Shielding	Radiation Attenuation Lengths(gm/cm²)
Material	Gamma			Neutrons	(MeV)
				(0-25)		(25-100)	(100-400)

Concrete	50.0		45.0		125.0		125.0
Lead		25.0		161.0		191.0		191.0
Iron		37.0		100.0		138.0		138.0
Polyethylene	70.0		6.3		62.0		62.0

The results of this optimization study are also given in Table 1, where it shows that 15 cm of both lead and iron inside the ratchet wall can bring down the dose rates inside the FOE significantly. A combination of lead and iron shows a further 10% improvement in the shielding performance. In this case, 10 cm of iron also helps to soften the neutron spectrum by elastic scattering. Another possible shielding combination is 5 cm of high density polyethylene (1.01 gm/cm³) with lead and iron, which enhances neutron absorption and reduces the neutron dose in the FOE. This study was limited to a total shield thickness of 20 cm, because of the space limitation between the transition piece and the ratchet wall. The dose per injection corresponding to the best shielding solution for the filling time of 42 seconds is 0.82 mrem.

However, there are several unknown parameters in these calculations. The 20% loss of beam at the ID transition region during injection is one of them. If this is considerably smaller than 20%, the dose rates can be an order of magnitude smaller and vice versa. There is also uncertainty in the high-energy neutron dose rates, which are the dominant factors in the total dose rates in the FOE in the event of a beam loss at the transition region. The photoneutron production cross section at higher energies (>50 MeV) are not available as a function of energy. The information on neutron transport cross sections above 20 MeV is also not precise. These factors make it difficult to do an accurate neutron slowing down and transport calculation in the shield. The present neutron dose rate results are based on the integral neutron parameters [7].

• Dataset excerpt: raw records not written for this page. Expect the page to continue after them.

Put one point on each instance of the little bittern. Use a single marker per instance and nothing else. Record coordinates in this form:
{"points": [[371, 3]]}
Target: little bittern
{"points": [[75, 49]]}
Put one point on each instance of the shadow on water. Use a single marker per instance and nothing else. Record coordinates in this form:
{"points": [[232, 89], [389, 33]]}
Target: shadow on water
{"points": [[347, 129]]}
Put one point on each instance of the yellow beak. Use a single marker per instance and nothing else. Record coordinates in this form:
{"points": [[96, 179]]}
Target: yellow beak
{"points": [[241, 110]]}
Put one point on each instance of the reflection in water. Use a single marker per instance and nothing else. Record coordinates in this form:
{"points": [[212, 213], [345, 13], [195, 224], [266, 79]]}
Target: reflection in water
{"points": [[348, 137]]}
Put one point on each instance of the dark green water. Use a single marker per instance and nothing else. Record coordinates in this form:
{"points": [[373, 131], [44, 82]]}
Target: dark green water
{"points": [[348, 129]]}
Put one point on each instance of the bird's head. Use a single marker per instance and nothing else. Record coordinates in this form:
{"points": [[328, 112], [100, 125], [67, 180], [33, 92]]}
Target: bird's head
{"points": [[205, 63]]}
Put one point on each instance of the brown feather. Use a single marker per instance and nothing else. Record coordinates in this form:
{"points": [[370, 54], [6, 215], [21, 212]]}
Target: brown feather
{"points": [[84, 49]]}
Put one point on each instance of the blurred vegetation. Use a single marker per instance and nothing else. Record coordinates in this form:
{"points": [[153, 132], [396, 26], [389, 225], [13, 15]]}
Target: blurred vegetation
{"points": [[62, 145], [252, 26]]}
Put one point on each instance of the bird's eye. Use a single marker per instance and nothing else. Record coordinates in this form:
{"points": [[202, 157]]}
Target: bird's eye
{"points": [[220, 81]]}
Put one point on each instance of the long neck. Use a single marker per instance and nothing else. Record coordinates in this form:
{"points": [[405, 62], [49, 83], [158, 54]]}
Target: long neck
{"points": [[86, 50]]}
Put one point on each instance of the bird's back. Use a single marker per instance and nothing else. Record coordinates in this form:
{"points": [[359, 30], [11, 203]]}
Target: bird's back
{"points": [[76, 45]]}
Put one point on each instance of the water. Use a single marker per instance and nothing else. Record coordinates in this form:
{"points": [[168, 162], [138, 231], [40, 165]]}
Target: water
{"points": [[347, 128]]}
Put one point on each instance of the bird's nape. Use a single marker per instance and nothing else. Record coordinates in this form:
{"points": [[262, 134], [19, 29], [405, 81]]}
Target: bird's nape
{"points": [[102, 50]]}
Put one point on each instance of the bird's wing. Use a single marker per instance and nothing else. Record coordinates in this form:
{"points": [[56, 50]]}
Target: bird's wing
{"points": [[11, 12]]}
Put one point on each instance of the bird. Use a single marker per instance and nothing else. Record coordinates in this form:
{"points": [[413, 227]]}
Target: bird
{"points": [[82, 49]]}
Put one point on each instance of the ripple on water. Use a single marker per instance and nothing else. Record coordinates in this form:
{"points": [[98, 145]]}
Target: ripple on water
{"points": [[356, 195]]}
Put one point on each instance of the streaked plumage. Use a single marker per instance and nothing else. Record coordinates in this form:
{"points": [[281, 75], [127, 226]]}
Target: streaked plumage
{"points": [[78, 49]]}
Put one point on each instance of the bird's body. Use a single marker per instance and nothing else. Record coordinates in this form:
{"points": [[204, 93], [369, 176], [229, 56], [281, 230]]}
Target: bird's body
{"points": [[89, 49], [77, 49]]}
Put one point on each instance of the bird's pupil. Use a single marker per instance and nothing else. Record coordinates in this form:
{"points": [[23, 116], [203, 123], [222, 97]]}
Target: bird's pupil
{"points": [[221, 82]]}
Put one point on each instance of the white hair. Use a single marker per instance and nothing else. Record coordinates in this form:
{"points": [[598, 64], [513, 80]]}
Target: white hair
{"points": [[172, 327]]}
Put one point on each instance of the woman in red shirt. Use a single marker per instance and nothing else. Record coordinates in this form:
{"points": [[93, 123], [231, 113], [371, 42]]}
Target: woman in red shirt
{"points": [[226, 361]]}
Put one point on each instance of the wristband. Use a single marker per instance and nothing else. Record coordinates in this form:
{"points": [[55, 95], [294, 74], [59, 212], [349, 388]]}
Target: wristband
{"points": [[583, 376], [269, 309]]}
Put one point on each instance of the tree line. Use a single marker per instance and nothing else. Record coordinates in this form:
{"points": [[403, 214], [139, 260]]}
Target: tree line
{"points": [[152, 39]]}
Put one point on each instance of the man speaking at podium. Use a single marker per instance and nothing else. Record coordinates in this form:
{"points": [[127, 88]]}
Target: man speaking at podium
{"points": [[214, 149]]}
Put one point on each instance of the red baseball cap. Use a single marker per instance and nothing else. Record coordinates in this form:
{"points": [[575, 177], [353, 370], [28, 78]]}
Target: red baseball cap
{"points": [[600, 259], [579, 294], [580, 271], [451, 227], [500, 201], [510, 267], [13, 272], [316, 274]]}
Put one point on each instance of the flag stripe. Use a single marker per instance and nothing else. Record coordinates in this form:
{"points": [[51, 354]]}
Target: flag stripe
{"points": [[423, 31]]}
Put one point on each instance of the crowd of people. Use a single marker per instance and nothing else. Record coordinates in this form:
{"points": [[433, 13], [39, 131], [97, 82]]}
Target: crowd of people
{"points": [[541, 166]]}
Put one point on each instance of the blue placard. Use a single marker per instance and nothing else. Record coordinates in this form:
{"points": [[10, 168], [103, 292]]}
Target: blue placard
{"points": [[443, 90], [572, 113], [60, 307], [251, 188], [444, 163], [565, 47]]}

The photon and neutron does rates in the FOE of the first few sectors are to be carefully monitored during injection, in the commissioning phase of the ID vacuum chamber. If the dose rates are indeed higher, remedial action can be taken based on one or more of the solutions suggested in this note. A solution acceptable from all points of view, like space conservation, ease of fabrication, and low cost, can be chosen.

References

Advanced Photon Source Accelerator Systems Safety Assessment Document, APS - 3.2.2.1.0 Revision 1 (1994).
H. J. Moe, Argonne National Laboratory, unpublished information, (July 1994).
W. R. Nelson et al, EGS4 Code System, SLAC-265 (1985).
Photon, Electron, Proton and Neutron Interaction Data for Body Tissues, ICRU Report 46, (1992).
P. K. Job et al, Parameter Studies with the Electromagnetic Shower Code EGS4, Nucl.Instr.Meth., A271(1988) 442.
Advanced Photon Source Injector Safety Assessment Document, APS - 3.2.2.1.0 (1994).
W. P. Swanson, Radiological Safety Aspects of the Operation of Electron Linear Accelerators, IAEA Technical Reports Series 188 (1979).
A. Fasso et al., Radiation Problems in the Design of LEP, CERN 84-02 (1984).
H. J. Moe, Advanced Photon Source: Radiological Design Considerations, APS-LS-141 (1991).